A reader suggested a review of the frequent, short-term trades recorded in near real time by John Lee (WeeklyTA) via his StockTwits stream, which commenced 2/22/10. StockTwits lets users “eavesdrop on traders and investors, or contribute to the conversation and build their reputation as savvy market wizards.” John Lee offers his general trading rules in his iBankCoin blog. He has provided comments on his performance record in a separate blog. While the duration of this trading record is short, it does include many trades. These trades often have multiple partial exits. Using his stream of comments on StockTwits for 2/22/10 through 4/9/10, we find that:

In processing the data for analysis, we make the following assumptions:

  • Trades are real as recorded.
  • Trades are of equal size.
  • A repeated purchase of a stock without selling represents a separate trade.
  • Exit price is a weighted average of incremental exit prices.
  • Resolve ambiguity in one complicated trade (for SOMX) by referring to linked, detailed trade data.
  • Ignore a MDVN call options trade with an unclear entry price. (This trade may be a large loser percentage-wise. Large bid-ask spreads on options are problematic for short-term trading.)
  • Ignore a MIL trade because the exit price is obviously wrong (indicating a 70% loss).
  • Ignore 10 other trades (17 transactions) because entry/exit transactions do not match.

Residual data constitutes 109 trades (a little over three per trading day) composed of 294 transactions (an average 2.7 transactions per round-trip trade) because of scaled exits. Of these trades 102 (7) are long (short). AIG is a favorite trading vehicle (29 of the 109 trades).

Weighting incremental exits equally, the average or arithmetic mean (median) holding period for these trades is 15 (8) minutes.

The following chart displays the gross profitability distribution for all 109 trades.
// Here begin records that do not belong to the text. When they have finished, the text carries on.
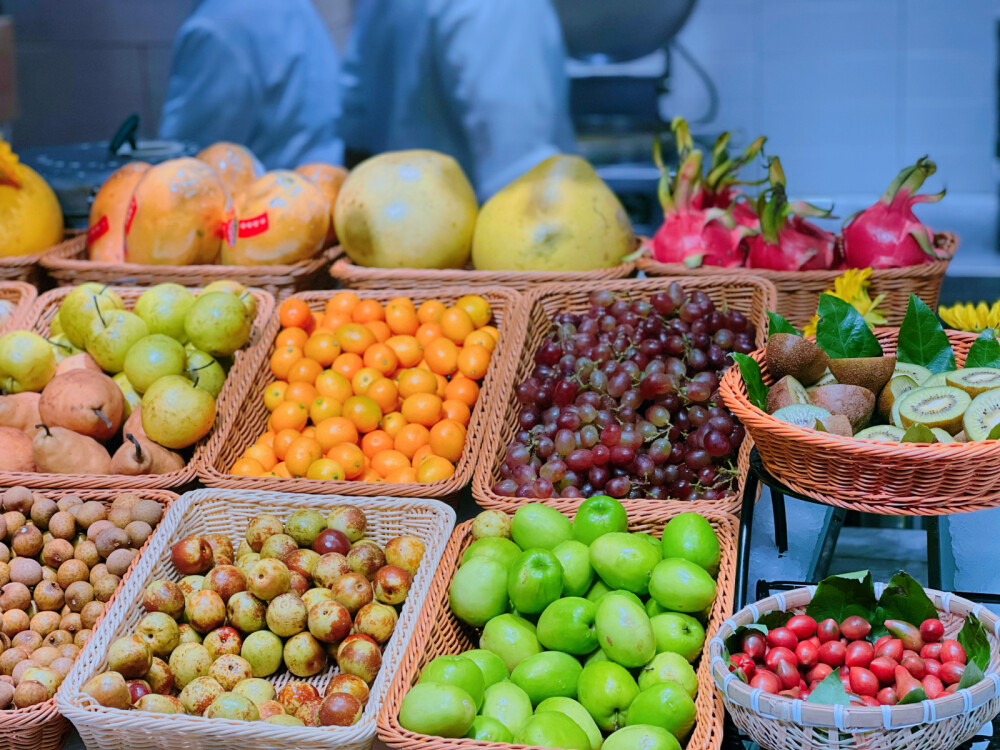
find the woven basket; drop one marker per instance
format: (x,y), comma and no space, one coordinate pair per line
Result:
(508,315)
(42,727)
(798,291)
(749,295)
(439,633)
(354,276)
(871,477)
(245,365)
(27,268)
(228,512)
(68,264)
(778,723)
(21,295)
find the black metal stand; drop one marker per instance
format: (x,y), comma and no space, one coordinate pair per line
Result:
(759,475)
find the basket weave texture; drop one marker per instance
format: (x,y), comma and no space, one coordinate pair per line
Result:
(354,276)
(798,291)
(42,727)
(68,264)
(750,295)
(508,316)
(228,512)
(868,476)
(440,633)
(246,362)
(22,295)
(777,723)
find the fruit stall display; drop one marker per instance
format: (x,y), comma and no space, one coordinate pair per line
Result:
(296,612)
(615,391)
(373,392)
(64,558)
(836,666)
(711,225)
(889,421)
(410,220)
(73,416)
(605,646)
(270,230)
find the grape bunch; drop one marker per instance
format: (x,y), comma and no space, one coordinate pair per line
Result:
(623,401)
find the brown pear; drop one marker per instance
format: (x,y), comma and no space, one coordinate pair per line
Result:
(61,451)
(84,401)
(868,372)
(16,453)
(789,354)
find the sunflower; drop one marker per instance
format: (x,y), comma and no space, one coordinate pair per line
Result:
(852,287)
(964,316)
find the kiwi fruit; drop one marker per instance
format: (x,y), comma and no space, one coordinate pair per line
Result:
(975,380)
(789,354)
(917,373)
(801,415)
(886,433)
(868,372)
(892,392)
(939,406)
(982,415)
(853,401)
(786,392)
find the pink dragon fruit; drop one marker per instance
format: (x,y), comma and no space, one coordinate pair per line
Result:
(888,234)
(785,240)
(703,218)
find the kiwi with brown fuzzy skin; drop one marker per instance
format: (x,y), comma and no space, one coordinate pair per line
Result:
(940,406)
(892,392)
(868,372)
(853,401)
(786,392)
(789,354)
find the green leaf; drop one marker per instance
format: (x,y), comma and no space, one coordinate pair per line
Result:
(985,350)
(918,433)
(841,596)
(914,696)
(778,324)
(756,388)
(972,675)
(972,636)
(830,691)
(842,333)
(904,599)
(922,340)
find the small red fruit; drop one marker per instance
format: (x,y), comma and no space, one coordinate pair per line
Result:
(832,653)
(828,630)
(952,650)
(855,628)
(859,654)
(782,637)
(932,630)
(803,626)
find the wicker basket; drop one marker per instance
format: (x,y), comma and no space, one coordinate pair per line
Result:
(749,295)
(872,477)
(27,268)
(246,364)
(439,632)
(798,291)
(508,312)
(777,723)
(68,264)
(362,277)
(21,295)
(228,512)
(42,727)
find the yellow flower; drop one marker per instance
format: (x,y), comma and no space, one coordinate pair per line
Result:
(964,316)
(852,287)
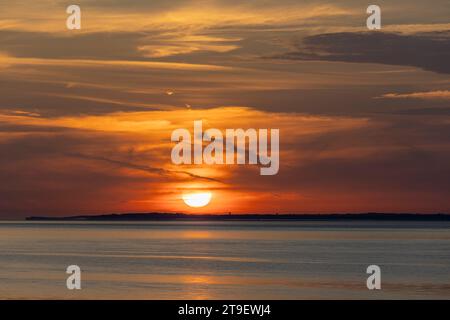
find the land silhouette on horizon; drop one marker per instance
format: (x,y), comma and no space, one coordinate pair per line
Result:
(158,216)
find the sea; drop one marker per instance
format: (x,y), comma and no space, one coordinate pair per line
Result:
(225,259)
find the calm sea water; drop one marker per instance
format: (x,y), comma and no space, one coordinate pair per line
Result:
(224,260)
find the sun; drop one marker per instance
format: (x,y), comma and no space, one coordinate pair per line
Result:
(198,199)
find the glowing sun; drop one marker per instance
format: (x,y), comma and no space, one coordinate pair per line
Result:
(197,200)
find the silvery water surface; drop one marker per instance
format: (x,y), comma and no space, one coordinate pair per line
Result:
(225,260)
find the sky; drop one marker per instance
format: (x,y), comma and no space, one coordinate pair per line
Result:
(86,115)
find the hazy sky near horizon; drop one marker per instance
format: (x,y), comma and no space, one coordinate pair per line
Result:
(85,118)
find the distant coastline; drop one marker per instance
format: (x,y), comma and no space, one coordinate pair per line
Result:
(250,217)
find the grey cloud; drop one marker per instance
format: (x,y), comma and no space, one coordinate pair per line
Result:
(429,51)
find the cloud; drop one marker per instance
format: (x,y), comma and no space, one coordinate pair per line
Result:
(145,168)
(429,51)
(428,95)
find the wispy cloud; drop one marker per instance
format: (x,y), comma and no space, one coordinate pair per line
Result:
(428,95)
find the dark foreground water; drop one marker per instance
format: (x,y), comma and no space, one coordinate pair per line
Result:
(224,260)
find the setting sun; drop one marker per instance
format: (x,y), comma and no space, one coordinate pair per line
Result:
(197,200)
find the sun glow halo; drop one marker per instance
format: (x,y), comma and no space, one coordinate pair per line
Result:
(197,200)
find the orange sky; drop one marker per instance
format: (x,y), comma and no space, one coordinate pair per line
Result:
(86,118)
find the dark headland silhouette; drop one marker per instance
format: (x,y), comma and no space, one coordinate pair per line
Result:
(252,217)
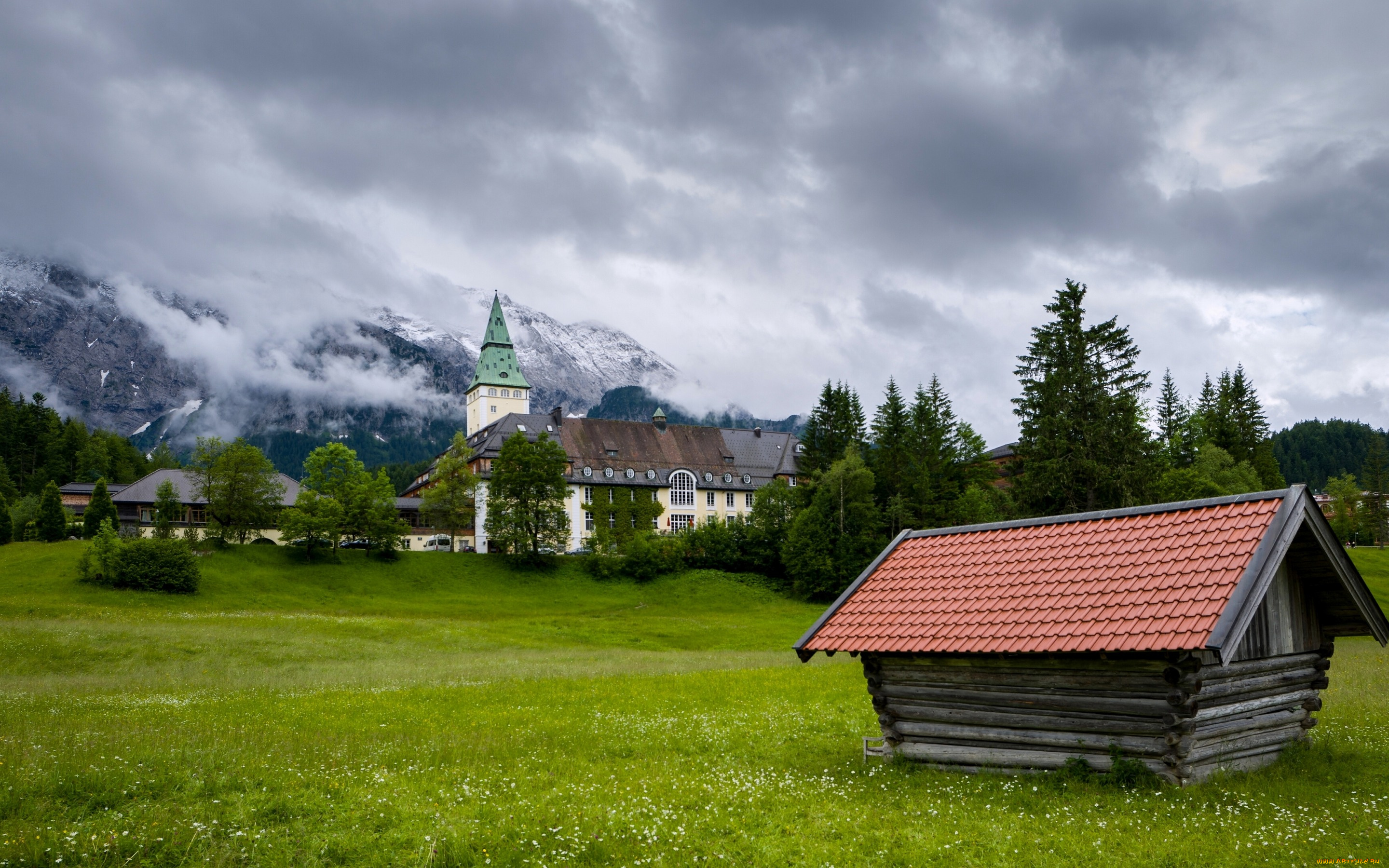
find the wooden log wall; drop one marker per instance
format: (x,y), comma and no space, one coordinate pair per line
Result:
(1031,713)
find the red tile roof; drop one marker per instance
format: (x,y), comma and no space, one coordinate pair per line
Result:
(1155,581)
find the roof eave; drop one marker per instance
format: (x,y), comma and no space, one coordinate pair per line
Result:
(844,597)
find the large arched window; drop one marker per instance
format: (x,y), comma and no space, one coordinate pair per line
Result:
(682,489)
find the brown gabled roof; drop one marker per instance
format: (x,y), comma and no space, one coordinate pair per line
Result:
(1171,577)
(641,446)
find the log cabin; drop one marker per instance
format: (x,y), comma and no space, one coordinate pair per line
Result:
(1191,637)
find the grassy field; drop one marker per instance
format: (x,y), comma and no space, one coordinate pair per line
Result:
(448,712)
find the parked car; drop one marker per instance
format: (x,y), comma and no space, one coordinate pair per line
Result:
(438,542)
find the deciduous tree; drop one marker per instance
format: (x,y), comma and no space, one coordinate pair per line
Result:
(526,496)
(168,509)
(99,510)
(314,518)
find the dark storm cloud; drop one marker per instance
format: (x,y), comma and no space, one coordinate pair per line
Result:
(776,150)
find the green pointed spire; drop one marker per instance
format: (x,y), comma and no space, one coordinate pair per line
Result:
(498,332)
(498,362)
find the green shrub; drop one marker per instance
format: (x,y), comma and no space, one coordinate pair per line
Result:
(649,556)
(156,564)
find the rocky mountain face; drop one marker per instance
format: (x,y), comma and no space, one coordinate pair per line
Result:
(67,334)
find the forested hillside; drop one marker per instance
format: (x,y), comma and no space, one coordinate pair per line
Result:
(1313,452)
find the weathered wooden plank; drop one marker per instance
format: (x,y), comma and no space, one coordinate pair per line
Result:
(1245,761)
(1231,745)
(1220,728)
(1142,682)
(1016,665)
(956,734)
(1244,707)
(980,717)
(1259,667)
(1153,692)
(998,758)
(1262,684)
(1031,700)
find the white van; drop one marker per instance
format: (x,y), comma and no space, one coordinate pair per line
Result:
(439,542)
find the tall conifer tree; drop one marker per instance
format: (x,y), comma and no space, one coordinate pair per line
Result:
(946,456)
(835,424)
(1082,439)
(892,453)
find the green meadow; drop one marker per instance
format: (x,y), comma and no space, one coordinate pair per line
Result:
(448,710)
The average gross return per trade is 1.24%, and the median gross return per trade is 0.29%. The standard deviation of gross trade returns is 4.81%. On average, trades are profitable so long as transaction fees are less than 0.46% of trade value (1.24% average gross return per trade divided 2.7 transactions per trade).
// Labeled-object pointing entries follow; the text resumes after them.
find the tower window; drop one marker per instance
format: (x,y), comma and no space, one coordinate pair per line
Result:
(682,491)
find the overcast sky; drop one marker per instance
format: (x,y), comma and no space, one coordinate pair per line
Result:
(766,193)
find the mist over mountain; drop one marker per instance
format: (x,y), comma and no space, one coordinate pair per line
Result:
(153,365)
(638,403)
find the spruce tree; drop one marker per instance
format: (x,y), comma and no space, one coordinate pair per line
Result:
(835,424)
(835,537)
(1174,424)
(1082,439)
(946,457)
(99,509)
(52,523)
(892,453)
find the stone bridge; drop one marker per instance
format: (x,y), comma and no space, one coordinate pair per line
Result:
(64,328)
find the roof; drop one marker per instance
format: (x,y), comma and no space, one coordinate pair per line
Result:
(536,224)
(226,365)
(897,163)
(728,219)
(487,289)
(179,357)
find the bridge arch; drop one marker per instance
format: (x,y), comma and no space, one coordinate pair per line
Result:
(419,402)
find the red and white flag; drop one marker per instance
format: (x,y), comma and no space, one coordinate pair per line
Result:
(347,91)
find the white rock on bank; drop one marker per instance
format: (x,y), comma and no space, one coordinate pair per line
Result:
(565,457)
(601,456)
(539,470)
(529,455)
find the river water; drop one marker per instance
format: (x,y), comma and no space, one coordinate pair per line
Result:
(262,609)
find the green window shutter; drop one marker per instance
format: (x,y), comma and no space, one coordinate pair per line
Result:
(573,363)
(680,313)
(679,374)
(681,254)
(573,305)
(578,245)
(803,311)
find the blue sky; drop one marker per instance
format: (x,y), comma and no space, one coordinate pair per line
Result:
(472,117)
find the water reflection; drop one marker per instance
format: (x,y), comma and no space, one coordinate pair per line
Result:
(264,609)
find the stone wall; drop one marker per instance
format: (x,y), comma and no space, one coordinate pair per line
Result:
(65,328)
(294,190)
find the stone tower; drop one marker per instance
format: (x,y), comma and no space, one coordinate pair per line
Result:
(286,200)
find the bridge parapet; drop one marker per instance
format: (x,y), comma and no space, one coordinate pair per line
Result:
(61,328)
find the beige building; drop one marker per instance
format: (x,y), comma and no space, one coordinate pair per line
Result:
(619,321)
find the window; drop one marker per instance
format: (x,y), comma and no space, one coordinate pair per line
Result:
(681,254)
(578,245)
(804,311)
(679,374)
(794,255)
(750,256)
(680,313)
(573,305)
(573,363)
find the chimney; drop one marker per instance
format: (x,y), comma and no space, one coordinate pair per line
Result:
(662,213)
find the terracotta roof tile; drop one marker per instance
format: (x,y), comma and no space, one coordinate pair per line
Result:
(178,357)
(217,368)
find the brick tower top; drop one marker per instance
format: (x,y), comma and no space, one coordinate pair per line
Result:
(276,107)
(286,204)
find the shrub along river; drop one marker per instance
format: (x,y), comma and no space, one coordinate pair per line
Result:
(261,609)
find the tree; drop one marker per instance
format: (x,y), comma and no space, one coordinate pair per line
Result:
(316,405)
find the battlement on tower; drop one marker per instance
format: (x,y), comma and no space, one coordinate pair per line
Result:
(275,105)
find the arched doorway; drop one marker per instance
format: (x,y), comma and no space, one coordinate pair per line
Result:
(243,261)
How would excluding outliers (which may not recur reliably) affect results?

Excluding the four most extreme outcomes (one on the left of the distribution and three on the right) reduces average gross return per trade to 0.69%, with trades profitable on average so long as transaction fees are less than 0.26% per trade ($26 for a $10,000 trade but only $2.60 for a $1,000 trade).

The 12 transactions omitted from the sample as described in the assumptions above (especially the apparently unprofitable options trade) could materially affect gross return per trade.

Some trades overlap in time, so estimating a cumulative portfolio-level return would require: (1) assuming an initial total cash level; (2) determining the maximum number of concurrent positions; and, (3) setting a cash allocation rule. A requirement to have cash in reserve much of the time to fund potential trades would make portfolio-level return lower than typical trade return.

During the 34 trading days in the sample period, the S&P 500 Index rose from 1110 to 1194 (7.6%). A sample taken under different market conditions may yield different results.

In summary, evidence from simple tests on a sample of limited duration indicates that John Lee’s trades areĀ  profitable so long as trade size is reasonably large (so that transaction fees are percentage-wise small). Estimating portfolio-level performance would require additional assumptions and modeling.

Another trader trying to follow John Lee’s trades would face timing issues (substantial execution lag compared to typical holding period) and would have to set a cash allocation rule (holding cash in reserve for potential new trades).